The collection also includes a personalized screen print from Andy Warhol of The Rolling Stones front man Mick Jagger (estimate $25,000 - $35,000); two works by the Swiss-born contemporary artist Ugo Rondinone, including one of his circular target paintings (estimate $80,000 - $120,000) and a stone sculpture consisting of rough-hewn blocks stacked atop one another to form a human figure (estimate $100,000 - $150,000); and an 18th century Old Master painting by Antonio Joli (estimate $50,000 - $70,000).

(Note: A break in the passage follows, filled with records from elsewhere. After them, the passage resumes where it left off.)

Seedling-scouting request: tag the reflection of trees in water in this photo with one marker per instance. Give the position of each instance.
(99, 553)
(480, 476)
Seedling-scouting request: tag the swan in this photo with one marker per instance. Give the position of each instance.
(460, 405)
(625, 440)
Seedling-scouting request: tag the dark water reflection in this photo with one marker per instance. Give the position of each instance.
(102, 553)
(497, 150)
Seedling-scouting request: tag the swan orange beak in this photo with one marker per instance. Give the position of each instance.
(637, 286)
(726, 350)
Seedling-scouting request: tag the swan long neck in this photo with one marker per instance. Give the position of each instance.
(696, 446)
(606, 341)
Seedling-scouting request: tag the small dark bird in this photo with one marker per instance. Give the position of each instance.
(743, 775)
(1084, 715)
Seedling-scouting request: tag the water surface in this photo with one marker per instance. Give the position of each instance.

Starting in September, the collection will be offered across Sotheby’s autumn sale series in New York and London, including Prints & Multiples, Master Paintings, 19th Century European Art, Impressionist & Modern Art Day Sale, Contemporary Art Day Sale, and more.

JOHN RICHARDSON
Sir John Richardson, KBE, FBA, was a British art historian and biographer of Pablo Picasso. Among his many accomplishment and achievements, he headed the New York office of Christie’s for nine years, starting in 1973; consulted with galleries and Artemis, a mutual fund specializing in works of art; and contributed writing to The New Yorker and Vanity Fair, among other publications. Richardson is perhaps best-known for his three-volume biography A Life of Picasso, which garnered several awards, including the Whitbread Award and Costa Book Prize. In 2011, Richardson was awarded France's Ordre des Arts et des Lettres in recognition of his contributions to furthering the arts in France and throughout the world, and in 2012 he was appointed Knight Commander of the Order of the British Empire by Queen Elizabeth II.